M. Microcosmos – Contrairement à la miniaturisation qui caractérise l’ère électronique, l’esthétique rétrofuturiste du spectacle privilégie plutôt le gigantisme, comme en témoigne le costume du ventripotent M. Microcosmos. « C’est un genre d’Obélix mécanique, dit Philippe Guillotel, mais au lieu de tenir un petit chien dans ses bras, c’est une petite dame qu’il transporte dans son ventre partout où il va, et il le sait à peine. »

M. Microcosmos porte le personnage de Mini Lili, son pendant intuitif, à l’intérieur de son costume au moyen d’un baudrier qui ressemble en fait à un porte-bébé. Antanina Satsura, qui incarne le personnage de Mini Lili, mesure 1 m de haut et pèse 18 kg. Elle vit à l’intérieur du manteau de son hôte. Par la porte située sur le ventre de ce dernier, on aperçoit l’intérieur meublé du domicile de la petite dame, qui comprend un fauteuil, un lustre et d’autres nécessités d’une demeure victorienne. Au début du spectacle, une extension du manteau de M. Microcosmos se déploie et se transforme en locomotive d’où émerge une ribambelle de voyageurs de la fin du XIXe siècle.

Nico, l’Homme accordéon – Dans son costume à soufflets qui lui permet de se plier et de se déplier à sa guise, l’Homme accordéon, a la capacité de se mettre à la hauteur de tout le monde. Le pantalon est plié comme un origami dans une feuille de textile « non-tissé » (habituellement utilisé pour doubler les chaussures) et est inspiré des chambres noires des premiers appareils photographiques.

Klara, la télégraphe de l’invisible – Klara porte une jupe antenne composée d’une série de cerceaux ressemblant à des hula-hoops. En manipulant son attirail, Klara pivote sur elle-même pour capter les ondes invisibles. Inspirée du film Metropolis de Fritz Lang, la jupe reprend les formes des premières antennes paraboliques. L’imprimé du maillot évoque un circuit et des connections électriques.

Matières de base transformées
Philippe Guillotel a privilégié cinq ou six matières dont il a exploité toutes les possibilités. À titre d’exemple, les cols, certaines parties des costumes des Voyageurs et le haut du costume de l’Homme accordéon sont taillés dans une matière extensible à laquelle on a ajouté de la feuille métallique. À la fois confortable et lavable, cette matière permet de créer des faux cuirs très réalistes. Les images qui apparaissent sur les tissus métallisés en jersey de polyester sont en fait des photos qu’on a imprimées par sublimation (une technique qui consiste à fixer l’image dans les fibres du tissu).
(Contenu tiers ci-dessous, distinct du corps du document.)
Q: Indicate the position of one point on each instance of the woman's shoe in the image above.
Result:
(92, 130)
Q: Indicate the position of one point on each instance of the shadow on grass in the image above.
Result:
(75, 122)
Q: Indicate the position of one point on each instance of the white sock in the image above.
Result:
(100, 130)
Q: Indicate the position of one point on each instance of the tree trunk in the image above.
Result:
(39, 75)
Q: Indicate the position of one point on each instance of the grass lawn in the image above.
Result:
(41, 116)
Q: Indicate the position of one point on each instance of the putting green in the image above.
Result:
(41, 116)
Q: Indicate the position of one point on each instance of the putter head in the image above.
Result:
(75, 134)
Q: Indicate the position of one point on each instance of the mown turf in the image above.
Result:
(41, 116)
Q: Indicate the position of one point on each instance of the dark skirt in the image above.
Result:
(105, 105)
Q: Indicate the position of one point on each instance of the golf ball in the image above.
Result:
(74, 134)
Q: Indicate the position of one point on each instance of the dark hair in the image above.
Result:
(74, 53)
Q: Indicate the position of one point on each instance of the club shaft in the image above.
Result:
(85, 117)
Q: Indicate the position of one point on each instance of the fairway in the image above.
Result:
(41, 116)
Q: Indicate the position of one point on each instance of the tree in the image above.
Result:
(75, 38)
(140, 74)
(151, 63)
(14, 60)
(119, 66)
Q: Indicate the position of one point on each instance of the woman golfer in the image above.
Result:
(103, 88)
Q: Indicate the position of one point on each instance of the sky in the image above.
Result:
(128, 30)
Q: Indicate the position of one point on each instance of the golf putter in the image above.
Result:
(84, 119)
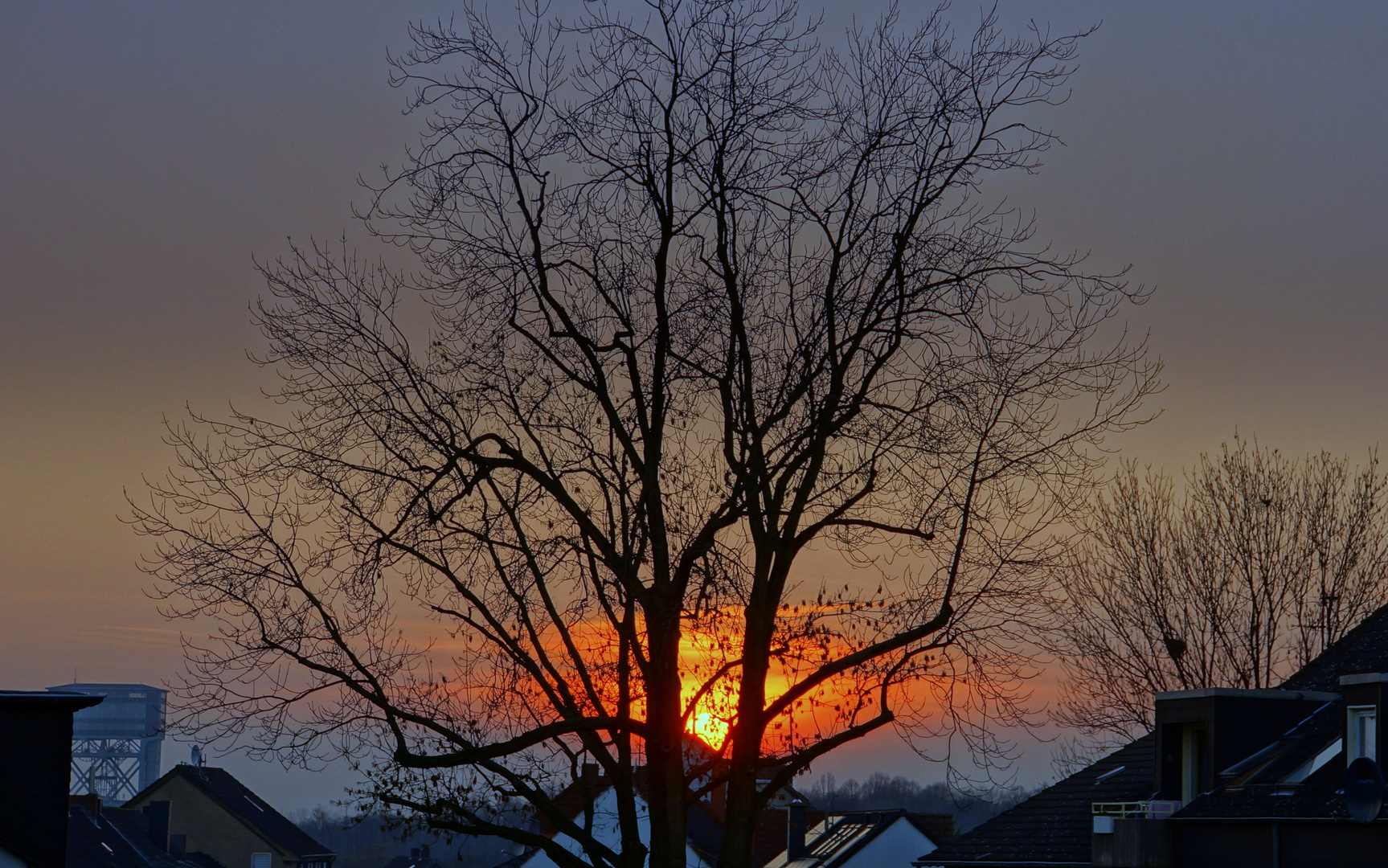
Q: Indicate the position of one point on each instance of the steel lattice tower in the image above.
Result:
(116, 746)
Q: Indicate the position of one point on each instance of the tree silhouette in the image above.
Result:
(706, 296)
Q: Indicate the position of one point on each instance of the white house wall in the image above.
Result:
(899, 845)
(607, 831)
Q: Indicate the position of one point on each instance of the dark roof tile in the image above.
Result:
(238, 799)
(1055, 824)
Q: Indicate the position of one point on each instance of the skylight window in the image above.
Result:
(1312, 765)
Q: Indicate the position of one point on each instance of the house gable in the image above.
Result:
(223, 818)
(897, 845)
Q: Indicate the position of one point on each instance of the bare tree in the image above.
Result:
(706, 297)
(1245, 578)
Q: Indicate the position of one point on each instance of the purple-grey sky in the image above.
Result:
(1233, 152)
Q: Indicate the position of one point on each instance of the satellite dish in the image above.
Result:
(1363, 789)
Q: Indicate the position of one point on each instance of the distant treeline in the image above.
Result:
(882, 793)
(370, 842)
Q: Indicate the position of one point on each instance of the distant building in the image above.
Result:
(1227, 778)
(213, 813)
(124, 837)
(35, 743)
(116, 746)
(865, 839)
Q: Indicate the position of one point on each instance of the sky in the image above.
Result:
(1233, 153)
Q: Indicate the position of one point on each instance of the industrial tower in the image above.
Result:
(116, 746)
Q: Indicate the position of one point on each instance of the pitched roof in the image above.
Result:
(414, 862)
(1267, 785)
(118, 837)
(1054, 827)
(1363, 649)
(841, 837)
(238, 799)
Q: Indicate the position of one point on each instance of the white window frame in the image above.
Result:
(1362, 732)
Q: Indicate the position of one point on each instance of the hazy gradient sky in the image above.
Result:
(1234, 153)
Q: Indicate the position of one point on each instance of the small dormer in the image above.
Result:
(1363, 703)
(1199, 732)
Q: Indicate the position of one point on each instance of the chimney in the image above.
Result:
(796, 831)
(158, 817)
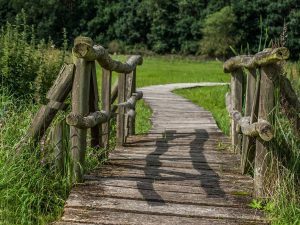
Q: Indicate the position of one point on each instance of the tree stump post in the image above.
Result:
(129, 91)
(121, 110)
(266, 105)
(96, 131)
(131, 127)
(237, 99)
(106, 104)
(248, 143)
(80, 105)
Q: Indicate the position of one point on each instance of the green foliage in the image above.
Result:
(219, 33)
(143, 123)
(161, 26)
(27, 67)
(209, 98)
(30, 191)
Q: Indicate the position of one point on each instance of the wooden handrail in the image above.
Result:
(81, 80)
(84, 48)
(251, 119)
(268, 56)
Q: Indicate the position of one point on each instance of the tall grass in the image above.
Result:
(210, 98)
(30, 190)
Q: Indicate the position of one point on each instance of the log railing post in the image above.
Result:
(96, 131)
(106, 104)
(121, 110)
(266, 105)
(131, 124)
(128, 123)
(237, 104)
(59, 137)
(248, 143)
(80, 105)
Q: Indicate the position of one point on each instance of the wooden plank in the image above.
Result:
(165, 209)
(128, 93)
(56, 95)
(121, 110)
(92, 217)
(248, 144)
(150, 193)
(106, 104)
(187, 164)
(80, 105)
(225, 184)
(96, 131)
(57, 135)
(266, 105)
(179, 188)
(237, 98)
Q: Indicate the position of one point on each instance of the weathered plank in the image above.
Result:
(248, 144)
(266, 104)
(56, 96)
(236, 98)
(121, 110)
(91, 217)
(96, 130)
(177, 174)
(106, 104)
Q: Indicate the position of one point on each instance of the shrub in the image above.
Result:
(27, 68)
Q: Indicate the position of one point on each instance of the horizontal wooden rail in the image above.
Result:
(262, 128)
(89, 121)
(131, 102)
(268, 56)
(80, 80)
(252, 117)
(84, 48)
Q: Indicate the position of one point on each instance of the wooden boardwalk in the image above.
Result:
(179, 173)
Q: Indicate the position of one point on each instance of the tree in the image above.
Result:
(219, 33)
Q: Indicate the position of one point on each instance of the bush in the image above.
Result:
(27, 68)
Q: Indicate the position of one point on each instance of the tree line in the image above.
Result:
(205, 27)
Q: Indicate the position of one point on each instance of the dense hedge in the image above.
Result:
(169, 26)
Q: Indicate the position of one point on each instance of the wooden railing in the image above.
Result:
(251, 107)
(81, 80)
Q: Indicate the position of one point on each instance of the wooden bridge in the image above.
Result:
(179, 173)
(185, 170)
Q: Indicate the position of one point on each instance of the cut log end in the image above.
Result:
(265, 57)
(81, 122)
(265, 130)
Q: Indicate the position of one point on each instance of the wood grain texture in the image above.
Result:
(248, 143)
(121, 110)
(181, 175)
(80, 105)
(106, 104)
(266, 105)
(237, 104)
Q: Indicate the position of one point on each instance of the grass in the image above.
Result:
(210, 98)
(173, 69)
(31, 193)
(30, 190)
(163, 70)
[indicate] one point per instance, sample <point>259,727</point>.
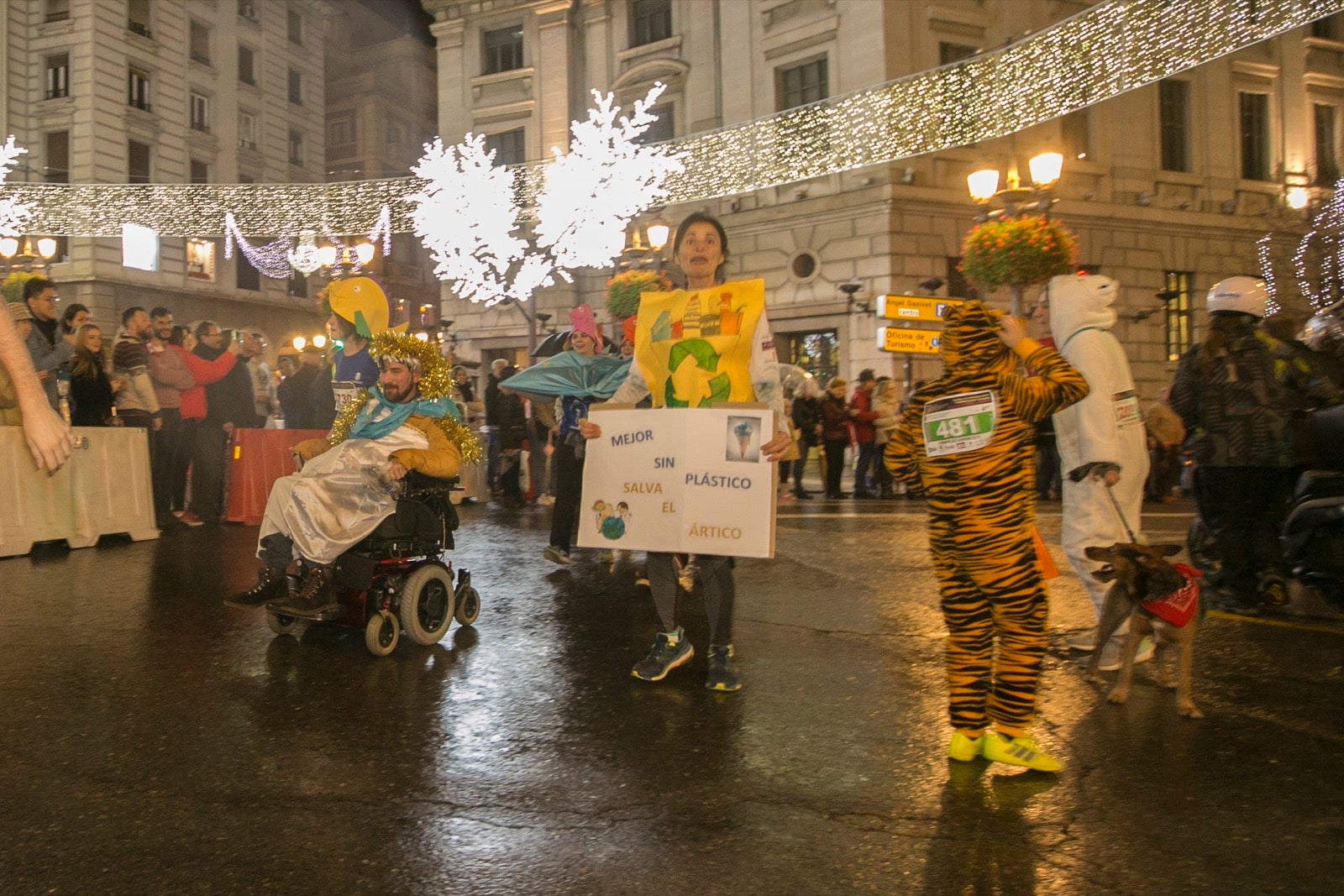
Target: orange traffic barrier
<point>255,459</point>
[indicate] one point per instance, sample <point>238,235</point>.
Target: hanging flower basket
<point>1018,251</point>
<point>624,289</point>
<point>13,285</point>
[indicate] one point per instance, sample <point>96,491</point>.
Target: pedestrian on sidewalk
<point>967,438</point>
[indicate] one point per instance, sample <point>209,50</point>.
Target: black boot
<point>270,586</point>
<point>313,600</point>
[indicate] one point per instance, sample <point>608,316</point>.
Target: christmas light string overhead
<point>470,219</point>
<point>1095,55</point>
<point>13,214</point>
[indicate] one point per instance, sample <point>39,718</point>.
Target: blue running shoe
<point>669,651</point>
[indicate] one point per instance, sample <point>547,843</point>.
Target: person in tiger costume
<point>968,439</point>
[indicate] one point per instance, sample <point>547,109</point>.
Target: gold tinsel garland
<point>436,382</point>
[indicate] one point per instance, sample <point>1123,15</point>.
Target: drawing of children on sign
<point>611,521</point>
<point>743,439</point>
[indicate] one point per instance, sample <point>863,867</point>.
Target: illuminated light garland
<point>1263,254</point>
<point>468,217</point>
<point>1101,53</point>
<point>1327,235</point>
<point>304,258</point>
<point>270,259</point>
<point>13,214</point>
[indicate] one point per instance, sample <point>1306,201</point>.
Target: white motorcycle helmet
<point>1243,295</point>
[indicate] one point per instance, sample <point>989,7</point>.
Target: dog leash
<point>1110,493</point>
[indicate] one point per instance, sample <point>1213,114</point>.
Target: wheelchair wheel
<point>382,633</point>
<point>281,624</point>
<point>468,606</point>
<point>427,606</point>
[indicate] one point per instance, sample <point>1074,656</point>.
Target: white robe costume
<point>336,499</point>
<point>1106,426</point>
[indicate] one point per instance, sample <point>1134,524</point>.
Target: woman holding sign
<point>701,249</point>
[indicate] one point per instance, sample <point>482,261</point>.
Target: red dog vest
<point>1179,606</point>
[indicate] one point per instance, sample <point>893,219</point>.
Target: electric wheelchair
<point>396,580</point>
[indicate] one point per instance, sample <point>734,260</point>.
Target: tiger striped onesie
<point>968,439</point>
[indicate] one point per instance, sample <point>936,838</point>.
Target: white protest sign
<point>680,481</point>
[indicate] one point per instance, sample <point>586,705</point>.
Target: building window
<point>58,157</point>
<point>1327,140</point>
<point>246,65</point>
<point>1173,113</point>
<point>138,163</point>
<point>138,89</point>
<point>139,248</point>
<point>1254,123</point>
<point>958,285</point>
<point>949,53</point>
<point>800,85</point>
<point>1176,295</point>
<point>651,20</point>
<point>503,50</point>
<point>199,112</point>
<point>201,259</point>
<point>1075,134</point>
<point>58,76</point>
<point>507,147</point>
<point>246,275</point>
<point>199,42</point>
<point>340,132</point>
<point>663,129</point>
<point>246,129</point>
<point>138,18</point>
<point>816,352</point>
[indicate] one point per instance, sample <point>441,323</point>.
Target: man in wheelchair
<point>346,484</point>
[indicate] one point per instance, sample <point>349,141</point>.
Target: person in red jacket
<point>860,418</point>
<point>202,374</point>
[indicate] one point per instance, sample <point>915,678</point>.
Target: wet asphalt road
<point>158,741</point>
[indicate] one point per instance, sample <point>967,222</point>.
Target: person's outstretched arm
<point>46,432</point>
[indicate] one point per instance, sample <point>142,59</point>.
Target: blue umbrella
<point>571,374</point>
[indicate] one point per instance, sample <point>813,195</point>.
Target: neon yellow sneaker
<point>1016,752</point>
<point>964,748</point>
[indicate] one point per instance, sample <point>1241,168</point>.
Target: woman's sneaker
<point>964,748</point>
<point>1016,752</point>
<point>723,672</point>
<point>669,651</point>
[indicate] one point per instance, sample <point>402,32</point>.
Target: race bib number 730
<point>960,423</point>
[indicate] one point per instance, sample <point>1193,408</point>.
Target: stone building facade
<point>1167,187</point>
<point>167,92</point>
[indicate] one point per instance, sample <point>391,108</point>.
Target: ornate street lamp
<point>27,259</point>
<point>1016,199</point>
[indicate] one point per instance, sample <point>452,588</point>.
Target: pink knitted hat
<point>581,318</point>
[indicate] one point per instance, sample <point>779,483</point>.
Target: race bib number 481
<point>960,423</point>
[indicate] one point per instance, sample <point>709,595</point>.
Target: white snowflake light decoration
<point>13,212</point>
<point>467,214</point>
<point>601,184</point>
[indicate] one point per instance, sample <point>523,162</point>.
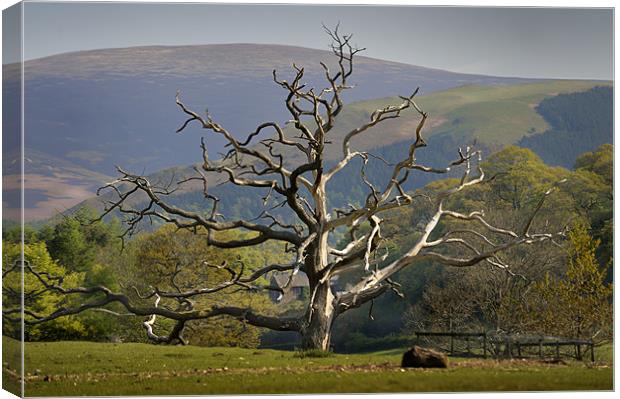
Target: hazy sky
<point>527,42</point>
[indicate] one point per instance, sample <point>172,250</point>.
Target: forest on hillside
<point>430,296</point>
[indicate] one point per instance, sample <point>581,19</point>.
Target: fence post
<point>509,347</point>
<point>451,338</point>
On a aussi utilisé l’impression 3D pour créer des volumes qui paraissent lourds, mais qui sont légers tout en étant solides et durables. Cette technique a été utilisée notamment pour les accessoires que tiennent les porteurs de chapeaux et de nuages. Ces nuages sont composés de balles de Plastazote – de la mousse de polyéthylène – en demi coques thermoformées.

Gros plans sur les costumes

  • Dans le numéro de duo cadre russe, les costumes du couple de danseurs automates qui sortent de leur boîte comme des bijoux à la Fabergé évoquent des poupées de cire. Les coupes sont inspirées des premières tenues de sports et des premiers costumes de cirque, mais les matériaux sont modernes et très sophistiqués (effets de velours et faux cuirs découpés de couleur or).
  • Les costumes du numéro de filet rebond font un clin d’œil à la manière dont le réalisateur Georges Méliès imaginait les Martiens. On remarquera les écailles et les greffes en tous genres comme les nageoires et les queues de poisson.
  • Le spécialiste du rola-bola porte un pardessus de couleur aqua translucide à la bordure dorée qui rappelle les premières matières plastiques comme la Bakélite et le Rhodoïd.
  • Pour réaliser les habits de l'Homme-accordéon, la costumière a dû passer une semaine à l'intérieur du costume pour le coudre!
  • Plus d’une centaine de costumes ont été confectionnées pour habiller tous les artistes du spectacle.